Recuerdo momentos que hoy son irrepetibles, las siestas de verano adolescente con el murmullo de las hojas acariciadas por la brisa, sin preocupaciones ni ambiciones. He dormido y lo hago hoy, tranquilo en lo que siento como mi verdadero hogar. Pero me he refugiado como perro mojado en el de otros, me ha mecido el Océano Atlántico, bajo la sombra de las velas con Sol de Otoño, me he despertado en mañanas frías y lluviosas de invierno, buscando la puerta para salir a donde fuese por no saber donde ni como había llegado. Una vez perdí el sueño, atormentado por mil cosas que no tenían solución. He querido, deseado y proyectado dormirme definitivamente viéndome incapaz de salir del laberinto de mis pesadillas. Yo escribí un día, “hoy es el peor día de mi vida”,.. y al día siguiente. “Hoy ha sido peor que ayer”.

– Quizás, una vez perdí la vida, …y la recupere, …o ella me recupero a mi. Aun no lo se!

Quise ser “Pintor de Corte”, me forme en artes, sentí la bohemia y las sensaciones del creador y el transgresor. Como creativo publicitario tuve la posibilidad de tener la mayor de las audiencias desde el mas anónimo de los púlpitos; poner mis palabras a las voces que quise. Mensajes para marcas y productos que fueron parte de la decisión de muchos ante sus dietas o estilos de vida.

– Pegar textos en powerpoints me dio de comer y bien. Fueron quince años excepcionales!

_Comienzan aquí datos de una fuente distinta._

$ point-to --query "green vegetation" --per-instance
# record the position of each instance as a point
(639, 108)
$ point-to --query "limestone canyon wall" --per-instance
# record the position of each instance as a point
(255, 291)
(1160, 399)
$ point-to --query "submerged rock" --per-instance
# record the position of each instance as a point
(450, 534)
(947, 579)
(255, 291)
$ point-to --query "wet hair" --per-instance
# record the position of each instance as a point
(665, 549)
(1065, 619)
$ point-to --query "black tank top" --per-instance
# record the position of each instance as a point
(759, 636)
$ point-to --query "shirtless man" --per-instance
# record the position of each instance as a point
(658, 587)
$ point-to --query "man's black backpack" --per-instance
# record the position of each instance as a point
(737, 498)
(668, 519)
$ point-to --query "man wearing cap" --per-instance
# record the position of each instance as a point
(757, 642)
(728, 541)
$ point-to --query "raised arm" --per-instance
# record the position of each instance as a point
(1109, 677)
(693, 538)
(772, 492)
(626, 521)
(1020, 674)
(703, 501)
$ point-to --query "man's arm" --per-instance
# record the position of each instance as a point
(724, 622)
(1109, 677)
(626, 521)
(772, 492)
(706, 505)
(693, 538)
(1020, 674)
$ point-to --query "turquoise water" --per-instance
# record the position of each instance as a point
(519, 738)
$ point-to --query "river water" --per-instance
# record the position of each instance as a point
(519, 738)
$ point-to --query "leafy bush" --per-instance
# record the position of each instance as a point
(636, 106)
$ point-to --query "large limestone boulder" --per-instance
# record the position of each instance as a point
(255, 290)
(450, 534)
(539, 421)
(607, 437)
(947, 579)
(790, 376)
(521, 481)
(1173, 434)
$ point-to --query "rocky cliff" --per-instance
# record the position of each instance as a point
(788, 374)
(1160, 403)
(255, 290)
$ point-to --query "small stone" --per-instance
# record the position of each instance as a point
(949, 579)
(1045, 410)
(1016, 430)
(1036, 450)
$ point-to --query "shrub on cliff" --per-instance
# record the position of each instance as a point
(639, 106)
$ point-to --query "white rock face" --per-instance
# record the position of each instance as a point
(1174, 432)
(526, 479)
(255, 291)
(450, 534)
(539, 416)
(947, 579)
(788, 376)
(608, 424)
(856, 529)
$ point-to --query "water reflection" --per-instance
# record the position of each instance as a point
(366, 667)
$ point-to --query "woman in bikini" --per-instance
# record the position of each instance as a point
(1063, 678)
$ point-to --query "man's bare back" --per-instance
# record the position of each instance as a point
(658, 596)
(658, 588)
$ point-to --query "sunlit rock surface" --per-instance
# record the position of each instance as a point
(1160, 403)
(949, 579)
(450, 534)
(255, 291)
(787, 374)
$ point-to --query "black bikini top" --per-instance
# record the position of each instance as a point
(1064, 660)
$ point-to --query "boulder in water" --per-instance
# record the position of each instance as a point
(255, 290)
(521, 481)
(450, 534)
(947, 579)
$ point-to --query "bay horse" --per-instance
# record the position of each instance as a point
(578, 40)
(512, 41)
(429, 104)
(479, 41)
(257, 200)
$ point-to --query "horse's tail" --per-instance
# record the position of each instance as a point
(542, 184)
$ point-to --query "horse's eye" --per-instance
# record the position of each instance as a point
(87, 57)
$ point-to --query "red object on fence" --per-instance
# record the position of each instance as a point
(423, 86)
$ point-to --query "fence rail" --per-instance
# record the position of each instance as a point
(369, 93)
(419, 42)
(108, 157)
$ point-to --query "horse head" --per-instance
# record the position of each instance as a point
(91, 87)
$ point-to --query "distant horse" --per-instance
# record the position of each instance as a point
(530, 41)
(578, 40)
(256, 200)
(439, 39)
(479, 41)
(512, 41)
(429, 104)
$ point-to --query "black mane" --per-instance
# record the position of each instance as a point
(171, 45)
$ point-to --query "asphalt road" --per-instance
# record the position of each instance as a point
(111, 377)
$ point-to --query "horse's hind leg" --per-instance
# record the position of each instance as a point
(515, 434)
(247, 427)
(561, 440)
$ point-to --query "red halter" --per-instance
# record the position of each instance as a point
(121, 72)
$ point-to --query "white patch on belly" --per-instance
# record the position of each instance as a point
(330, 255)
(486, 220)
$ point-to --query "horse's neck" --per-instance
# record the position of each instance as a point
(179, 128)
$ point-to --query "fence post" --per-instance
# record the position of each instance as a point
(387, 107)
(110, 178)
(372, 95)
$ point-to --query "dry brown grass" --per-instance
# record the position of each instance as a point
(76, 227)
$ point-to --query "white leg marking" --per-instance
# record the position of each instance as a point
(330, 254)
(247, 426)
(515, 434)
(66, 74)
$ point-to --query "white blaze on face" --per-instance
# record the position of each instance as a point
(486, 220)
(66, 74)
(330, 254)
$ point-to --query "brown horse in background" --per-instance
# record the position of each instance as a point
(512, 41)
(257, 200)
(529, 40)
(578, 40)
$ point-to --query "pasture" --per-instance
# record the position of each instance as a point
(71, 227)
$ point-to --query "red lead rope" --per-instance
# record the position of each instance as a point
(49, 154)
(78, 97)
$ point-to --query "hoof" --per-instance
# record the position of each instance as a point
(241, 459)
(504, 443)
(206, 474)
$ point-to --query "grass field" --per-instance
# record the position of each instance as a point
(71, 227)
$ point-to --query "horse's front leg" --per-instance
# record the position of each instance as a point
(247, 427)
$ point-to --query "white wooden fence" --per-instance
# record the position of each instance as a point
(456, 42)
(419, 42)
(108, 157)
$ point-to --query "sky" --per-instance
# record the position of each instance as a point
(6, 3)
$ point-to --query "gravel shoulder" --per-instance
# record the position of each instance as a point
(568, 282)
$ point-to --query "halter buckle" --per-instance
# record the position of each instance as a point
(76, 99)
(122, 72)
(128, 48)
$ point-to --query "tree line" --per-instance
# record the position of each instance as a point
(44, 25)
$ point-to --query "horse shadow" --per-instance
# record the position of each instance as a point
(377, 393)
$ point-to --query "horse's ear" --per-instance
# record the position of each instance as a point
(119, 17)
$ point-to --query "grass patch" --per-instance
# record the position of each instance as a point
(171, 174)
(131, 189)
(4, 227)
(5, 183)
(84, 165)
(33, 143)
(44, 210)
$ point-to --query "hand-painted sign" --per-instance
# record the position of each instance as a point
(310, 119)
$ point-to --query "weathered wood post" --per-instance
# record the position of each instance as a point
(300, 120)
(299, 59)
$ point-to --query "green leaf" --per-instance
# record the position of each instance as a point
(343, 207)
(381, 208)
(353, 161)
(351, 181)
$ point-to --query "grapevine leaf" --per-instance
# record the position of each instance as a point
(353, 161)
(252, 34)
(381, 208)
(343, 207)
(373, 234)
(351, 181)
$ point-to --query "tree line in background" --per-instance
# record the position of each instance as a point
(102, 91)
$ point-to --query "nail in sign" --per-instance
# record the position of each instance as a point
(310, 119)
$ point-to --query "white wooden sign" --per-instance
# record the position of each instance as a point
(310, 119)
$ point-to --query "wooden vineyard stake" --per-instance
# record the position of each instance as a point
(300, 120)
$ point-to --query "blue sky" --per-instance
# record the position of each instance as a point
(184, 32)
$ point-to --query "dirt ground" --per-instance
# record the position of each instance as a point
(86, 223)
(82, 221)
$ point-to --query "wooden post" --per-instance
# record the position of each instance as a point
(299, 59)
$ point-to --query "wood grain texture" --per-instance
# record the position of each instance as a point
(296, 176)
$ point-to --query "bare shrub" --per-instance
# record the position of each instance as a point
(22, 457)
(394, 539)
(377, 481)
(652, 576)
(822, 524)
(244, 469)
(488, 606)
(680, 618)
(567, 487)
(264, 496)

Mi músculo ventricular ha disfrutado y galopado desbocado, unas veces fruto de trabajo, tiempo y seducción, otras de acuerdos mercantiles de noches revolucionadas y oscuras. Lo he hecho en el asientos traseros, en las sillas de mis jefes, en las playas por el día y por noche, en la calle, en los portales de zapaterías y administraciones de lotería y por supuesto en camas. Incluso en aquellas que aun calientes y oliendo a otro me hicieron sitio más de una mañana. Consecuencia de este trajín, se ha fraccionado y ha perdido algunas esquirlas que como cristales azotados por el mar se han ido suavizando y ahora los paso de bolsillo en bolsillo sin querer desprenderme de ellas definitivamente. Quizás es por ello que desde hace tiempo no da muchas oportunidades a los sobresaltos y taquicardias, quizás por ello se alía con la lógica para la toma de ciertas licencias.

– El amor es una sensación no siempre reciproca. Y vivirlo recíprocamente es una de las mejores vivencias. Amor incondicional, amor de adulto.

Tengo mas planes y proyectos de los que puedo abarcar o a los que dedicarles el tiempo que merecen. El tiempo se lo lleva lo inmediato y mientras va pasando dedico poco a los verdaderamente vitales. A los que hoy hacen que mis ventrículos salten y se sobresalten a los que me hacen dormir como león en manada. No es lo que hago lo que me gustaría cambiar, no es lo que ya he hecho, ni lo que no he hecho. Mirando atrás no echo en falta nada por hacer ni nada por cambiar. Todo lo que quiero hacer esta en el futuro y hoy estoy acompañado de con quien lo quiero hacer.

_ Afrontemos otros Cuarenta, con ilusión.